Leigh is a London-based composer / producer / sound designer with a keen interest in music technology. His experience in horror sound design has led me to work on Hollywood trailers and feature films, and I’ve created Halloween soundtracks for everything from wax-work museums to haunted mazes.
He shares some of his most unnerving sound design with us, and shares the secret to creating a good haunting with technology.
He’s created thousands of sound effects and capture nature sounds, available for people to listen to at www.calmsound.com
Dr. Angelica Ortiz de Gortari
Dr. Angelica B. Ortiz de Gortari is a psychologist researcher at the The Center for the Science of Learning & Technology (SLATE) at the University of Bergen. She did her PhD on Game Transfer Phenomena (GTP) at Nottingham Trent University and soon she will start her postdoc fellowship for continuing investigating about Game Transfer Phenomena (GTP) founded by Marie Curie COFUND at the University of Liège at the Psychology and Neuroscience of Cognition Research Unit.
She shares her expertise in GTP, which examines the transfer of experiences from the virtual to the real world manifesting as altered sensorial perceptions, spontaneous thoughts and involuntary behaviours.
Tobias Revell is an artist and designer. Spanning different media and genres, his work addresses failed utopias, rogue actors, unexplained phenomena, and the idea of technology as territory. Tobias is Senior Lecturer in Critical and Digital Design at the London College of Communication, UAL. He is a co-founder of research consultancy Strange Telemetry and one-half of research project Haunted Machines.

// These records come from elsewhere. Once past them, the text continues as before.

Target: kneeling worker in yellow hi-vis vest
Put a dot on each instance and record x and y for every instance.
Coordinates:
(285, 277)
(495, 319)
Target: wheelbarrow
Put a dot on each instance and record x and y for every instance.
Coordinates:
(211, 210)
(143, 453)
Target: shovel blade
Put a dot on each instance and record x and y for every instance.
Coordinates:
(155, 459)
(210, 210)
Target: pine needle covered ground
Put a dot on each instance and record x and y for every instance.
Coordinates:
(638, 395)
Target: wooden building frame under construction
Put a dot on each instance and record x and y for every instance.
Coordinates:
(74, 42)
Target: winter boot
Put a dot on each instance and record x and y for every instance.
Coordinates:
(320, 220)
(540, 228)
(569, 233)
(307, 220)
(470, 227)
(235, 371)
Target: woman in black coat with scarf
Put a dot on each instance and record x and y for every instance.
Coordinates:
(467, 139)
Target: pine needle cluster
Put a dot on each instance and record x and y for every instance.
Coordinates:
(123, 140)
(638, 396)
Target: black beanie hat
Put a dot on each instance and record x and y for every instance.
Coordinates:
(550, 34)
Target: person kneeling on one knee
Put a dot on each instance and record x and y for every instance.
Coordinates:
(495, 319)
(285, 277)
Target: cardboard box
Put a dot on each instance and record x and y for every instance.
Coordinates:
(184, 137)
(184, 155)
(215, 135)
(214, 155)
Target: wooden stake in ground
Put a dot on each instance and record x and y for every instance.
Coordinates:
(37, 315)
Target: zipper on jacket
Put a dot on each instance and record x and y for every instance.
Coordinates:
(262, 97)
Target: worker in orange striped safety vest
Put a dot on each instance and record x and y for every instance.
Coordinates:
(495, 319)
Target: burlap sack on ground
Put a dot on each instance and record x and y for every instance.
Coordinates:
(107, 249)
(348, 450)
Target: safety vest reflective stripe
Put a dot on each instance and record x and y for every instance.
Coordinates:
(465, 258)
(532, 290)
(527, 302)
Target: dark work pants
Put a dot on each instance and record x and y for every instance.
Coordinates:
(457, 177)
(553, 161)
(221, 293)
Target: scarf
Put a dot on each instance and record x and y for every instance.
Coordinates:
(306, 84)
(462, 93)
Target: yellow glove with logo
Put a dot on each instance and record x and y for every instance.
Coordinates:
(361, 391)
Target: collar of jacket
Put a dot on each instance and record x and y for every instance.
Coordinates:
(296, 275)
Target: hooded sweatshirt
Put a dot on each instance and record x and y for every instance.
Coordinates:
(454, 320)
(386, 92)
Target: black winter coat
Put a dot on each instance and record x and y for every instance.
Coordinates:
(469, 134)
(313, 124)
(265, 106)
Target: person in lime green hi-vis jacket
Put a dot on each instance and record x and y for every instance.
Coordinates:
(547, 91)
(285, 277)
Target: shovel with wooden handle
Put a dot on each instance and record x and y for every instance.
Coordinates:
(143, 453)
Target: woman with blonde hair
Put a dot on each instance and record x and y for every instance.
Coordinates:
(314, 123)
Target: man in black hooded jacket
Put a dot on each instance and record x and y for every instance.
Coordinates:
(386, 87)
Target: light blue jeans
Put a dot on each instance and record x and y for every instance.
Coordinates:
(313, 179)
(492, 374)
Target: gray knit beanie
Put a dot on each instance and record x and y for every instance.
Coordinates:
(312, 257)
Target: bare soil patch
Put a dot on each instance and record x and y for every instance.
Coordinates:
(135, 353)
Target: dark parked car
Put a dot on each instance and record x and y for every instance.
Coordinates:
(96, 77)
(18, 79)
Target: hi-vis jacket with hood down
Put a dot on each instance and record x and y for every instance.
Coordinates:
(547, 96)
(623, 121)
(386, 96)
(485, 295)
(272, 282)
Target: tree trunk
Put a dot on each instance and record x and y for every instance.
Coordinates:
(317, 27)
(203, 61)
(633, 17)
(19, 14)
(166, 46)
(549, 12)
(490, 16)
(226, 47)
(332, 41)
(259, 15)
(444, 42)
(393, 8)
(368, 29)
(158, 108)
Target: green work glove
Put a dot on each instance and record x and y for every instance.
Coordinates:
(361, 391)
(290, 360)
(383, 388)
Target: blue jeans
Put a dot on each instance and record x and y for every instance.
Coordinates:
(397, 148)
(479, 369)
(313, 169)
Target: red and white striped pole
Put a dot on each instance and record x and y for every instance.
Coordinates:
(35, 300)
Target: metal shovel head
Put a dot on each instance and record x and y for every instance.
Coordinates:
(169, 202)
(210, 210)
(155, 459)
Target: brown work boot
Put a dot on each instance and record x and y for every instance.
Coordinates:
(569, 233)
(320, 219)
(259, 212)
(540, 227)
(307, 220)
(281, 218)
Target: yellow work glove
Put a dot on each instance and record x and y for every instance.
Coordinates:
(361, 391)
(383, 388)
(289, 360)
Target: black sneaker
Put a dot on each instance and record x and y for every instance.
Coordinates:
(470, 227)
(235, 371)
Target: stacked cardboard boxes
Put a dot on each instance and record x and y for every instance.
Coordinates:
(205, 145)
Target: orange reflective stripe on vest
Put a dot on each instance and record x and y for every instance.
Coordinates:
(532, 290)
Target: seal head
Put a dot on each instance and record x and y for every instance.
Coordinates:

He explains the essence of a good haunting, and whether or not our tech is haunting us, or we are the ghosts in the machine.
Professor Jeffrey Sconce is a professor and cultural historian of media and film. He is an associate professor in the Screen Cultures program at Northwestern University and the Author of ‘Haunted Media: Electronic Presence from Telegraphy to Television’.
He explains the how technology and haunting became intertwined in our culture, moving from the wonderful promises of the first ‘spiritual telegraph’ to a more malevolent spirit lurking within our gadgetry.